Some of her pieces were made on canvas, while others are painted over roadside signs she collects. But she doesn’t take just any sign she finds.
“I do not take signs from events that are still going on,” Tanster said. “I do not take anything that I think someone will get pissed about.”
She took a different tack than a Hamptons artist who last year, during campaign season, took candidates’ signs, covered the signs in spraypaint, printed a photo on them, and put them back (illustrated below).
Though they both used similar signs, Tanster said she was not inspired by or even aware of that artist. But this summer she has noticed Michael R. Zotos’s artwork (see below) posted all over the Hamptons. Zotos calls his amorphous art “spontaneous entities.” Tanster calls them “amoebas.”
Tanster is a fan of street artists, such as Banksy, but she is opposed to using someone else’s wall for her art. She said she would not appreciate it if someone used her property for their own purposes, and she also does not want to give the police a reason to tell her to stop. “I really don’t want to stop.”
Tanster decided to chronicle the posting of each work on Instagram and record when it disappears, so her art can continue after it has been removed. “Each picture has its story,” she said.
She only posts art on “her route,” she said, so she can check on it every day without having to go out of her way. Once a piece is taken, she goes to Instagram to report it is gone.

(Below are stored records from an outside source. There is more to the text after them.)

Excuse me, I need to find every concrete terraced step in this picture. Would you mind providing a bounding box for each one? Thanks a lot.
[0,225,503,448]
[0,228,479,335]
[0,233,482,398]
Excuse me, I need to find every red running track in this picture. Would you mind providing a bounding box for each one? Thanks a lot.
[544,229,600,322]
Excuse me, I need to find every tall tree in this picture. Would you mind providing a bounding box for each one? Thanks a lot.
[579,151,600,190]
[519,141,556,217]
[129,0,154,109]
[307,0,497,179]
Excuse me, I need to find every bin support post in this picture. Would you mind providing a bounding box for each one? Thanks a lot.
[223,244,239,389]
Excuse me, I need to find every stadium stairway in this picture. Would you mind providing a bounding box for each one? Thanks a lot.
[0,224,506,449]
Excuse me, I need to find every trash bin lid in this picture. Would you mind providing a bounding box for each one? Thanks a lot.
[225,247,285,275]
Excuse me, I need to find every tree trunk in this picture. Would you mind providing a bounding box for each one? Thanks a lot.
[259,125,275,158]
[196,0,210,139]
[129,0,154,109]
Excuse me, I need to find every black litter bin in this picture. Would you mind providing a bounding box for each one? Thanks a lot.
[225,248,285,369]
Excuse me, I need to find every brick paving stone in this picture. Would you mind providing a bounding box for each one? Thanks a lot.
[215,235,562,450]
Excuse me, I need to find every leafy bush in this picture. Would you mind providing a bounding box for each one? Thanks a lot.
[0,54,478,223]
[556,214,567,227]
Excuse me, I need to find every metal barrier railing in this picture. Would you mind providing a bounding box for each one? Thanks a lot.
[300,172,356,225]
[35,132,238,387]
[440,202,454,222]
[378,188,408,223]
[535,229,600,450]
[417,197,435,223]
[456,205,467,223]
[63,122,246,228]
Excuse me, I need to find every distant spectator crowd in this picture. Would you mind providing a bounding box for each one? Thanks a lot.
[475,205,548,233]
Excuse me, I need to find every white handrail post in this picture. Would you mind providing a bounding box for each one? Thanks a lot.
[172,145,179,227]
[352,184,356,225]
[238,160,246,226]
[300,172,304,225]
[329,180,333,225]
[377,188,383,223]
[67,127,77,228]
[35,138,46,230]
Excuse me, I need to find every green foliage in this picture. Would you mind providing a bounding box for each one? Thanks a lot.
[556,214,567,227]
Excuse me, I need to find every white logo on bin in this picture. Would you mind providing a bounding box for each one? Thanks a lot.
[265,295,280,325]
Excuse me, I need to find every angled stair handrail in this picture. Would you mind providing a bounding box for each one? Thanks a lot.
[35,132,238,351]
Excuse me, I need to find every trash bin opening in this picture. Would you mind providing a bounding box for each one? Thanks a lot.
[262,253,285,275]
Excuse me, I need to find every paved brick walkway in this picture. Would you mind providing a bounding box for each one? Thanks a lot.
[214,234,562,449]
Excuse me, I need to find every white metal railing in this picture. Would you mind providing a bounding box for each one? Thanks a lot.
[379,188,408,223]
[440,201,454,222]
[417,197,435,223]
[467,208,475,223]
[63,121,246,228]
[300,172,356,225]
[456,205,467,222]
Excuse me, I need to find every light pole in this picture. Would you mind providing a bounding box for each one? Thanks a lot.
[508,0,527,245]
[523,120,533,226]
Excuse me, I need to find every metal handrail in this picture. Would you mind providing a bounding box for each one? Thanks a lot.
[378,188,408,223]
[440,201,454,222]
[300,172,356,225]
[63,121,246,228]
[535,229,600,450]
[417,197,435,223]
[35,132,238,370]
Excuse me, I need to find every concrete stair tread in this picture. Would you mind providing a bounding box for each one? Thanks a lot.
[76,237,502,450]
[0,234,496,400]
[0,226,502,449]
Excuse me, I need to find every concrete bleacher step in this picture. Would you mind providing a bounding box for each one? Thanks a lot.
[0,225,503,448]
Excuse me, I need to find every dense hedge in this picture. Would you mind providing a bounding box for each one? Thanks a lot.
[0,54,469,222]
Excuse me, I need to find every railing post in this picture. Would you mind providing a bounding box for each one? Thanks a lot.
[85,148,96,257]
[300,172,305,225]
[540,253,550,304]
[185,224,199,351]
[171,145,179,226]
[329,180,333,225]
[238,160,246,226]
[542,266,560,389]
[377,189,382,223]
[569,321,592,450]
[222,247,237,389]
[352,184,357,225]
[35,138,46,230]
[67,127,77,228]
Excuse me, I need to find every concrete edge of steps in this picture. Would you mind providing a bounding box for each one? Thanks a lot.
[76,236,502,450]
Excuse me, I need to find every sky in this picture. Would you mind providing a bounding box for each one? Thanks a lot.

Back in July, Tanster did a test run with two paintings on canvas that she vacuum sealed. She posted both in Water Mill, and they stayed up for three weeks before they were removed. In early September, she began posting paintings in earnest. She numbers each piece, but not in any order. She just picks a number, and makes sure not to have any repeats.
Though she is anonymous to strangers, Tanster’s friends recognize the art as hers. “Anyone who knows me knows it’s mine,” she said. “I’m a goofball.”